End-time waiting is active waiting. It involves serving those who are needy and associating with outcasts. It calls us to step out of our comfort zones and embrace people we normally would not embrace. Whether in a center of influence in a secular and poor inner city, or in a small and ill-equipped medical clinic in rural Africa; whether in the boardroom of a highly sophisticated educational institution offering Ph.D.s and master’s degrees or in the backwoods of the countryside, God wants His people to show the world what it means to really wait for His coming.
“We are waiting and watching for the grand and awful scene which will close up this earth’s history,” writes Ellen White. “But we are not simply to be waiting; we are to be vigilantly working with reference to this solemn event. The living church of God will be waiting, watching, and working. None are to stand in a neutral position. All are to represent Christ in active, earnest effort to save perishing souls.”*
Here is another element of patient end-time endurance: Waiting for the Master to come and take us home is not relying on ringing alarm bells. People around us don’t need fever-pitch excitement and rumors of eye-popping conspiracies. Scripture confirms the existence of satanic powers bent on deceiving—even the elect (Matt. 24:24). Persecution, misinformation, distortion, fanaticism, and manipulation are—and have always been—handy tools in the toolbox of God’s archenemy.
Yet, Jesus’ focus in His end-time sermons is upon service and mission. “And this gospel of the kingdom will be preached in the whole world as a testimony to all nations, and then the end will come” (verse 14).

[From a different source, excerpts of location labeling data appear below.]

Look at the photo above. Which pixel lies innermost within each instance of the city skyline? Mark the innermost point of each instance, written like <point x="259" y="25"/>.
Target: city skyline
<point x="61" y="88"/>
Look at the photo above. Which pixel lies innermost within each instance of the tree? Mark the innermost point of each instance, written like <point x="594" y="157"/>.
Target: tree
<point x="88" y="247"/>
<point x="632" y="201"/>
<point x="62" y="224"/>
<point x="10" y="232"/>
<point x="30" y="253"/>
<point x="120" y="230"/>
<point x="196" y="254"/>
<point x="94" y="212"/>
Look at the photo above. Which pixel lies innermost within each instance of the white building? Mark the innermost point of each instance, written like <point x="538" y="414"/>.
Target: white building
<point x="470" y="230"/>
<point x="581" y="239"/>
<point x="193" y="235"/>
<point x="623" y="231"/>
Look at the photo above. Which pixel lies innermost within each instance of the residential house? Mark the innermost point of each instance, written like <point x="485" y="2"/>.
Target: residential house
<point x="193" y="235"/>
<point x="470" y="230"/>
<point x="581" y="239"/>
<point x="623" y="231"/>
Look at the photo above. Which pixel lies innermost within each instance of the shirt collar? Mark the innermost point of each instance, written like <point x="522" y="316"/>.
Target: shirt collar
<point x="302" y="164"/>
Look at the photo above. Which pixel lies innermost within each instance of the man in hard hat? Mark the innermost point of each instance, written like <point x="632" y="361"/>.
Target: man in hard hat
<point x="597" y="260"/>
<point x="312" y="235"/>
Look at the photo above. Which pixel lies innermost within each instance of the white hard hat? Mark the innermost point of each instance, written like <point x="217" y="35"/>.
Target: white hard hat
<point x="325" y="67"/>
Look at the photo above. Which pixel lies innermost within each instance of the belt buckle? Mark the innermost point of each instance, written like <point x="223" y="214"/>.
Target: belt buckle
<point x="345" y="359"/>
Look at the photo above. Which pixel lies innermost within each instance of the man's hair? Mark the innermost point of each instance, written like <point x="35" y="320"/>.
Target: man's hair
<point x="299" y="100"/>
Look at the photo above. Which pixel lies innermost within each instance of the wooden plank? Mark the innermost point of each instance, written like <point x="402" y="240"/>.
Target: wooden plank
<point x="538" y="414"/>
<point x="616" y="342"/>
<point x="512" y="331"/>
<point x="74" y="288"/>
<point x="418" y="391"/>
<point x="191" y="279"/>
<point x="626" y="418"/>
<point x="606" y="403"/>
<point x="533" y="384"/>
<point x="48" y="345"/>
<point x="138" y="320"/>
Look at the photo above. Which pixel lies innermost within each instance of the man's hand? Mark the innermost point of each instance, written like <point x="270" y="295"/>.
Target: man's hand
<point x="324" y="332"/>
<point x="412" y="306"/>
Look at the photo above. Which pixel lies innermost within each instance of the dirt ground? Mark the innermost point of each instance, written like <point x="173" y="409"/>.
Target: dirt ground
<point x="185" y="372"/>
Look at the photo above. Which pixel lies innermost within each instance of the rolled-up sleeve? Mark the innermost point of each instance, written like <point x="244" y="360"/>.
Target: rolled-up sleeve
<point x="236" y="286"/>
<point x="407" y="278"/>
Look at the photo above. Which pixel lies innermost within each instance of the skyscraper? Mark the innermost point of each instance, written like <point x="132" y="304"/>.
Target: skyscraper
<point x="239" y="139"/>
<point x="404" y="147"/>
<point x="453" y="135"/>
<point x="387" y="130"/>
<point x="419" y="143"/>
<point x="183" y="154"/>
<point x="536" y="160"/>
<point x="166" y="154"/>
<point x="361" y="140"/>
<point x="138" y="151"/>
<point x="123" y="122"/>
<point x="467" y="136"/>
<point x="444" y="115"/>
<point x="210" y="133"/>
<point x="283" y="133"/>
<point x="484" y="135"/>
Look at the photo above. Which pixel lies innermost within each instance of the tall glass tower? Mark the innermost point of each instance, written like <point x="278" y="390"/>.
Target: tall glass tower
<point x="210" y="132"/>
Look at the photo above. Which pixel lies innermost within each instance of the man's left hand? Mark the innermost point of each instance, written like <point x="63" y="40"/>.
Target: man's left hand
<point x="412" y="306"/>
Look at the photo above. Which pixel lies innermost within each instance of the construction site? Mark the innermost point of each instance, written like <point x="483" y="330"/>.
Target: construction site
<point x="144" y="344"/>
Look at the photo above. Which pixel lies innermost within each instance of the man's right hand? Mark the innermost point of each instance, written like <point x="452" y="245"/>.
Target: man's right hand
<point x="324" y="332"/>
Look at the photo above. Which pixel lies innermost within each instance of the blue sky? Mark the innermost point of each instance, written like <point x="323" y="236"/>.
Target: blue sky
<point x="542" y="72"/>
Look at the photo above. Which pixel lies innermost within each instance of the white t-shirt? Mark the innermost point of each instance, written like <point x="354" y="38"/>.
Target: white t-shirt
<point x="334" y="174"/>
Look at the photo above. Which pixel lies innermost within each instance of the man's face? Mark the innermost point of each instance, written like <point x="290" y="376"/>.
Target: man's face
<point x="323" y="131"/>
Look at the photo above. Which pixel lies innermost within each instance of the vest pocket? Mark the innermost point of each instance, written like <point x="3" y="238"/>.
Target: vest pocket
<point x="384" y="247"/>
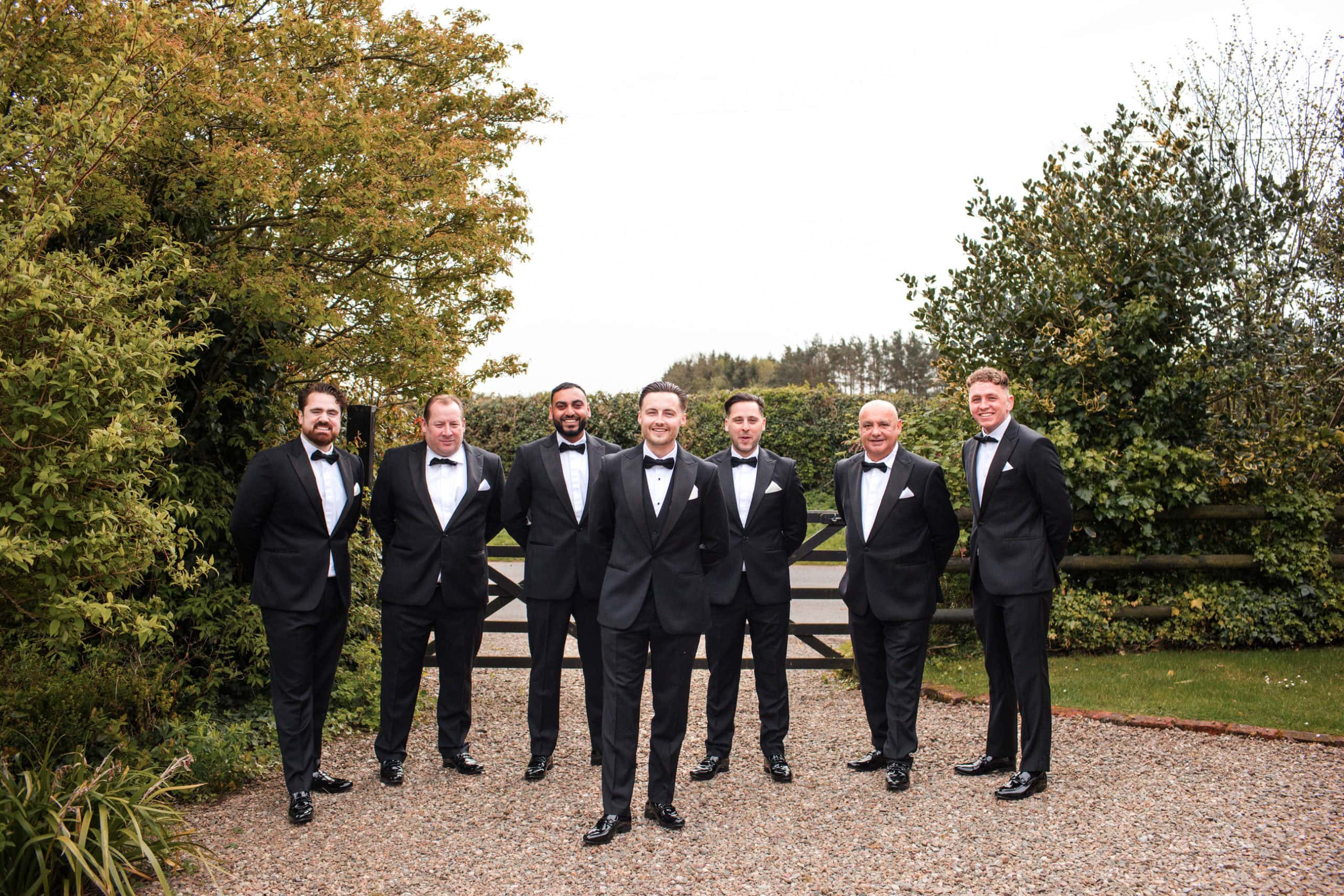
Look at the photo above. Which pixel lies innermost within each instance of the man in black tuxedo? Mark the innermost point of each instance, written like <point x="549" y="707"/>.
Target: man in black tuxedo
<point x="1019" y="535"/>
<point x="768" y="520"/>
<point x="899" y="534"/>
<point x="436" y="505"/>
<point x="546" y="511"/>
<point x="658" y="515"/>
<point x="292" y="519"/>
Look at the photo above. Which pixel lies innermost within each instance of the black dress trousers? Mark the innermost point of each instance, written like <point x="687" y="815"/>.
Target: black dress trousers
<point x="304" y="652"/>
<point x="457" y="637"/>
<point x="723" y="652"/>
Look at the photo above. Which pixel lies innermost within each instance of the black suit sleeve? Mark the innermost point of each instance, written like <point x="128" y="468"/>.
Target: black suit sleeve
<point x="518" y="499"/>
<point x="252" y="505"/>
<point x="714" y="520"/>
<point x="795" y="525"/>
<point x="381" y="505"/>
<point x="944" y="529"/>
<point x="1057" y="508"/>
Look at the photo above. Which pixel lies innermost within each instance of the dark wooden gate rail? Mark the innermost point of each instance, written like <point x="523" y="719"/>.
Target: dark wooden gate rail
<point x="506" y="590"/>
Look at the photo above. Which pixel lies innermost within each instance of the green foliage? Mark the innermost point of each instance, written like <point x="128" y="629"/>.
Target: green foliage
<point x="75" y="828"/>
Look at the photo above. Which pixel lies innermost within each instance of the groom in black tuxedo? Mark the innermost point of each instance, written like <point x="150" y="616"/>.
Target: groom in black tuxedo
<point x="768" y="520"/>
<point x="292" y="519"/>
<point x="899" y="535"/>
<point x="1023" y="516"/>
<point x="658" y="515"/>
<point x="546" y="510"/>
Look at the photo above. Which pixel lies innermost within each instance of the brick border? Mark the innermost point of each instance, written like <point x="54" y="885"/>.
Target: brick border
<point x="940" y="693"/>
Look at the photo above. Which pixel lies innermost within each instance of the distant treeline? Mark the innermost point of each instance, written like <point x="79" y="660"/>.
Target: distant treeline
<point x="901" y="363"/>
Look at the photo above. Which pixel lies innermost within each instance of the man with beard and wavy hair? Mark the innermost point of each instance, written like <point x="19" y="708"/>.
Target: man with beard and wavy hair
<point x="292" y="519"/>
<point x="546" y="510"/>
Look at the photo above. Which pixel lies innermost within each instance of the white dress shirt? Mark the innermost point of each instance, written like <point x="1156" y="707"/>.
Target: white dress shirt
<point x="873" y="486"/>
<point x="659" y="477"/>
<point x="985" y="456"/>
<point x="574" y="465"/>
<point x="331" y="489"/>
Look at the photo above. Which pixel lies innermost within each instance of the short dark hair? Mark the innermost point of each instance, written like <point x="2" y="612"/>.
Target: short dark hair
<point x="742" y="397"/>
<point x="663" y="386"/>
<point x="324" y="388"/>
<point x="444" y="398"/>
<point x="565" y="386"/>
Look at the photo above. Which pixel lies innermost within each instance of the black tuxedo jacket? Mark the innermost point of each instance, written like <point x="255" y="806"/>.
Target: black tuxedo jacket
<point x="667" y="555"/>
<point x="776" y="527"/>
<point x="896" y="573"/>
<point x="416" y="550"/>
<point x="1022" y="522"/>
<point x="280" y="530"/>
<point x="561" y="555"/>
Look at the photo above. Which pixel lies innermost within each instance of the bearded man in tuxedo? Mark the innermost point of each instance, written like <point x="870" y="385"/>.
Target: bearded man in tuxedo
<point x="658" y="515"/>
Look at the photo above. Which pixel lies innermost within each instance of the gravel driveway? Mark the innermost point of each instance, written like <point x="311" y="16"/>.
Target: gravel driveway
<point x="1128" y="812"/>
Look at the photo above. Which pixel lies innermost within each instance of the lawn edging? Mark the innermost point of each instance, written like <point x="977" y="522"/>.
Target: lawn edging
<point x="940" y="693"/>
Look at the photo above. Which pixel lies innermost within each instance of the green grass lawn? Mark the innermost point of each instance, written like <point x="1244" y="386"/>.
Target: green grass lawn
<point x="1297" y="690"/>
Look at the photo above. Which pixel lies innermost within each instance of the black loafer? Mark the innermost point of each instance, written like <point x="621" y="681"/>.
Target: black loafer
<point x="324" y="784"/>
<point x="392" y="773"/>
<point x="898" y="775"/>
<point x="464" y="763"/>
<point x="301" y="808"/>
<point x="873" y="761"/>
<point x="779" y="769"/>
<point x="985" y="765"/>
<point x="666" y="815"/>
<point x="709" y="767"/>
<point x="1022" y="785"/>
<point x="537" y="767"/>
<point x="605" y="829"/>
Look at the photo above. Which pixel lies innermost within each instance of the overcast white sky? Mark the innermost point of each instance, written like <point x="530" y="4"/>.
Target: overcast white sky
<point x="738" y="176"/>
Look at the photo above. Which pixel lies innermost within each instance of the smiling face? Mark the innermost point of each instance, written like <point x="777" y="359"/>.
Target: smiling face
<point x="745" y="424"/>
<point x="660" y="421"/>
<point x="990" y="405"/>
<point x="570" y="413"/>
<point x="444" y="428"/>
<point x="879" y="428"/>
<point x="319" y="419"/>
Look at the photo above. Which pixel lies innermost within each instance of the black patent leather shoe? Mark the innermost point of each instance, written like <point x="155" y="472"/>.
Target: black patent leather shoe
<point x="985" y="765"/>
<point x="1022" y="785"/>
<point x="464" y="763"/>
<point x="666" y="815"/>
<point x="301" y="808"/>
<point x="779" y="767"/>
<point x="872" y="761"/>
<point x="898" y="775"/>
<point x="605" y="829"/>
<point x="392" y="773"/>
<point x="537" y="767"/>
<point x="709" y="767"/>
<point x="324" y="784"/>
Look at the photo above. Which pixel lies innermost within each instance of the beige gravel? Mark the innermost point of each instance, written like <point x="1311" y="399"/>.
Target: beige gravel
<point x="1128" y="812"/>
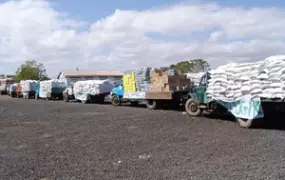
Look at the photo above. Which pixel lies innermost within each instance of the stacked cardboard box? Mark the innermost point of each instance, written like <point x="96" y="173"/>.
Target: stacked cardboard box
<point x="129" y="82"/>
<point x="142" y="79"/>
<point x="161" y="81"/>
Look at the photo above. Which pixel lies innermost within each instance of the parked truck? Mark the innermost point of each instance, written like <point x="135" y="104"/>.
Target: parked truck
<point x="89" y="91"/>
<point x="247" y="111"/>
<point x="154" y="87"/>
<point x="4" y="85"/>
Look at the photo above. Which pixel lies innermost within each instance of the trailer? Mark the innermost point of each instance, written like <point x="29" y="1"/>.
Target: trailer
<point x="153" y="100"/>
<point x="4" y="86"/>
<point x="68" y="94"/>
<point x="54" y="93"/>
<point x="246" y="110"/>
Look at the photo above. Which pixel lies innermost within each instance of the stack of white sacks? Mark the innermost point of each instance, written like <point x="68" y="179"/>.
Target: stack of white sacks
<point x="93" y="87"/>
<point x="265" y="79"/>
<point x="28" y="85"/>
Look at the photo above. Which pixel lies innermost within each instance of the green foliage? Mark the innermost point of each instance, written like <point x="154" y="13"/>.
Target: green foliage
<point x="31" y="70"/>
<point x="194" y="66"/>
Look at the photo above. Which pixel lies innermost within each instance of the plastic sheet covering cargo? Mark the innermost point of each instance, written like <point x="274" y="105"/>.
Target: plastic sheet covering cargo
<point x="195" y="77"/>
<point x="82" y="89"/>
<point x="161" y="81"/>
<point x="53" y="86"/>
<point x="264" y="79"/>
<point x="142" y="79"/>
<point x="129" y="82"/>
<point x="28" y="85"/>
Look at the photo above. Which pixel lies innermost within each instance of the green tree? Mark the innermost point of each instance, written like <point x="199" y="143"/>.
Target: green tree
<point x="31" y="70"/>
<point x="195" y="65"/>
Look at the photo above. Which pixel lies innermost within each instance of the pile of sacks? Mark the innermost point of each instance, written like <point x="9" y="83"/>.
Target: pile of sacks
<point x="265" y="79"/>
<point x="142" y="79"/>
<point x="28" y="85"/>
<point x="93" y="87"/>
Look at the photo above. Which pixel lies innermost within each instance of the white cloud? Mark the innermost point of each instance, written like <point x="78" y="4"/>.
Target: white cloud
<point x="32" y="29"/>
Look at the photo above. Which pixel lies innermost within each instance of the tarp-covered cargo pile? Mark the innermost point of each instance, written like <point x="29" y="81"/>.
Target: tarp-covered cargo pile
<point x="13" y="87"/>
<point x="142" y="80"/>
<point x="195" y="77"/>
<point x="53" y="86"/>
<point x="82" y="89"/>
<point x="28" y="85"/>
<point x="154" y="80"/>
<point x="264" y="79"/>
<point x="161" y="81"/>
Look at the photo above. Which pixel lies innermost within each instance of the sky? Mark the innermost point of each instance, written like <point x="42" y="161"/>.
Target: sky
<point x="129" y="34"/>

How encouraging to know that Jesus cannot be surprised.
Planting a Garden
Every day a bus driver had to wait seven minutes at the end of his route in the ugly part of town. Waiting to start his tour again, he noticed an empty lot full of garbage. Plastic bags and junk lay scattered all around. Day in and day out the bus driver looked at the run-down place. Then one day he made a decision. Something had to be done about this ugly sight. He got out of his bus and started filling a big garbage bag with debris. Seven minutes later he was on his way again. This became his daily routine. He would stop, get out of the bus, and start cleaning.
People in the area noticed the change. Once all the garbage and dirt had been removed, the bus driver brought flower seeds and bags of earth to the lot. He began to plant a garden. People who read about this in the newspaper started to take the bus to the final stop. Some would help the bus driver as he planted and cared for his garden. Others would just enjoy the beautiful sight. Seven minutes every day were enough to change and inspire an entire community.
Waiting can be disconcerting and demoralizing; it challenges us to the core.
Yet in the midst of our waiting, God wants to give us the patient endurance of His end-time saints. As we wait, we are called to quietly search our hearts, then get to work. Yes, Jesus is coming back soon. Yes, He is looking for a people whose hearts and minds are totally committed. But while we wait, let’s serve Him where we are—with all our heart, our soul, and our strength (Deut. 6:5).